In [36]:
import os
import pandas as pd
import numpy as np
from collections import Counter

In [37]:
data_path = r'C:\Projects\connecteddatahub\data'
years = ["1999","2000","2005","2007","2008","2009","2010","2011","2013","2018",]
# years = ["2013"]

In [38]:
def count_first_provost(df):
    """Find the first occurrence of any 'Provost' in each institution group,
    then classify it as accepted or rejected based on the title.
    Count frequencies of both accepted and rejected titles,
    and list institutions with no 'Provost' mention at all."""

    accepted = []
    rejected = []
    no_provost_insts = []

    for inst, group in df.groupby("Institution"):
        found_provost = False

        for _, row in group.iterrows():
            pos = str(row["Position"]).strip()
            pos_lower = pos.lower()

            if "provost" in pos_lower:
                found_provost = True
                if not any(bad in pos_lower for bad in ["vice", "assistant", "associate", ", "]):
                    accepted.append(pos)
                else:
                    rejected.append(pos)
                break  # only the first provost match per group

        if not found_provost:
            no_provost_insts.append(inst)

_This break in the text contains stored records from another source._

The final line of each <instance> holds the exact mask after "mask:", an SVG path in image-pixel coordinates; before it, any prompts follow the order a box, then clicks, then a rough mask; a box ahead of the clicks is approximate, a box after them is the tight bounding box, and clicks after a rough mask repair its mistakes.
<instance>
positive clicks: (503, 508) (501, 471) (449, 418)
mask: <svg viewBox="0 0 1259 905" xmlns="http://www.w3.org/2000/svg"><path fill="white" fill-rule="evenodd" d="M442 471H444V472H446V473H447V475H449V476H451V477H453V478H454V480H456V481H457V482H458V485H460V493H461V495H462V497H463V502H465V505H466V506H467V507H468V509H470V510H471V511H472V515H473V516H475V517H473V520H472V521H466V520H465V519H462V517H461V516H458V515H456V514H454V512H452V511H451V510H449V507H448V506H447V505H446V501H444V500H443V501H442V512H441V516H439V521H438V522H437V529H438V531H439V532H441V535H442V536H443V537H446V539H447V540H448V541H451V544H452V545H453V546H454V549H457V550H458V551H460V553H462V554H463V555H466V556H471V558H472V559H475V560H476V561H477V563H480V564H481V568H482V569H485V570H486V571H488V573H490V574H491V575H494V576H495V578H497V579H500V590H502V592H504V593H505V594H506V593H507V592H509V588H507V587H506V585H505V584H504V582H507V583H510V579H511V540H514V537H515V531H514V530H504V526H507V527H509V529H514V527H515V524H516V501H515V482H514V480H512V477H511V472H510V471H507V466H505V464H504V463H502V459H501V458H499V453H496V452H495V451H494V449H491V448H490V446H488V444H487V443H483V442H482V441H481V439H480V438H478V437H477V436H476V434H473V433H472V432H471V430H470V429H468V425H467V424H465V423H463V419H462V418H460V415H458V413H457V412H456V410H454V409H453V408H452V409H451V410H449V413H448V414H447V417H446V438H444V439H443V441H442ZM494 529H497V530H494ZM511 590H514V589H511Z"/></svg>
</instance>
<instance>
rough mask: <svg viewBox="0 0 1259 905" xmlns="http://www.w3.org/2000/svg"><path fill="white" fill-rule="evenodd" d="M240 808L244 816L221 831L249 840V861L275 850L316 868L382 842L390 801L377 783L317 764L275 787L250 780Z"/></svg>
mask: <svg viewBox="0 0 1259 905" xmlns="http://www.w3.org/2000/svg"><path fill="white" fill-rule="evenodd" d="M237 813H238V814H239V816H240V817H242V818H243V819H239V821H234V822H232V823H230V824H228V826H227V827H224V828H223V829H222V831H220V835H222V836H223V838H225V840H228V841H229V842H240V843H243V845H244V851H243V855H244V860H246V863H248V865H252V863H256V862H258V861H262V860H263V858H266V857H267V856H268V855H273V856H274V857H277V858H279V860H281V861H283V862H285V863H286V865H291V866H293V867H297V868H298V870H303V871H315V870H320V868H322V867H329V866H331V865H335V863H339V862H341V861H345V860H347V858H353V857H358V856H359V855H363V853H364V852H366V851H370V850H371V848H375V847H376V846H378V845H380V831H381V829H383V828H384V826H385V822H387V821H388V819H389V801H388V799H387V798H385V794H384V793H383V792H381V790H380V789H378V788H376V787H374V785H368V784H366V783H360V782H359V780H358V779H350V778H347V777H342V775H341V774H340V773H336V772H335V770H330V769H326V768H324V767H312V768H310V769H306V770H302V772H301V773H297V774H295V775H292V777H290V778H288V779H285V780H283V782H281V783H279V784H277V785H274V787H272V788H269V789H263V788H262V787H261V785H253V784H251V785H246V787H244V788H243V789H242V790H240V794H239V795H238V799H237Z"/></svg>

    print("\nInstitutions with no reported Provost:")
    for inst in no_provost_insts:
        print(f" - {inst}")

    print("\nAccepted first 'Provost' titles:")
    accepted_counts = Counter(accepted)
    for title, count in accepted_counts.most_common():
        print(f"{title}: {count}")

    print("\nRejected first 'Provost' titles:")
    rejected_counts = Counter(rejected)
    for title, count in rejected_counts.most_common():
        print(f"{title}: {count}")


In [39]:
def classify_additional_provosts(df: pd.DataFrame):
    accepted = []
    rejected = []
    no_provost_insts = []
    rejected_insts = []
    vpaa_insts = set()
    
    addl_classifications = {
        'vice': [],
        'associate': [],
        'assistant': [],
        'other': []
    }

    for inst, group in df.groupby("Institution", sort=False):
        found = False
        group = group.reset_index(drop=True)
        
        for idx, row in group.iterrows():
            pos = str(row["Position"]).strip()
            pos_lower = pos.lower()

            if "vice president, academic affairs" in pos_lower:
                vpaa_insts.add(inst)

            if "provost" in pos_lower and not found:
                found = True
                if not any(bad in pos_lower for bad in ["vice", "assistant", "associate", ", "]):
                    accepted.append(pos)
                else:
                    rejected.append(pos)
                    rejected_insts.append((inst, pos))
                first_provost_idx = idx
                break

        if not found:
            no_provost_insts.append(inst)
            continue

        # After the first provost, classify others
        for _, row in group.iloc[first_provost_idx + 1:].iterrows():
            pos = str(row["Position"]).strip()
            pos_lower = pos.lower()

            if "provost" in pos_lower:
                if "vice" in pos_lower:
                    addl_classifications['vice'].append(pos)
                elif "associate" in pos_lower:
                    addl_classifications['associate'].append(pos)
                elif "assistant" in pos_lower:
                    addl_classifications['assistant'].append(pos)
                else:
                    addl_classifications['other'].append(pos)

    # Print summary
    print("\nInstitutions with NO 'Provost' mention at all:")
    for inst in no_provost_insts:
        print(f" - {inst}")

    print("\nInstitutions whose first 'Provost' title was rejected:")
    for inst, title in rejected_insts:
        print(f" - {inst}: '{title}'")

    print("\nAccepted first 'Provost' titles:")
    for title, cnt in Counter(accepted).most_common():
        print(f" {cnt:3d} × {title}")

    print("\nRejected first 'Provost' titles:")
    for title, cnt in Counter(rejected).most_common():
        print(f" {cnt:3d} × {title}")

    print(f"\nNumber of institutions with a 'Vice President, Academic Affairs': {len(vpaa_insts)}")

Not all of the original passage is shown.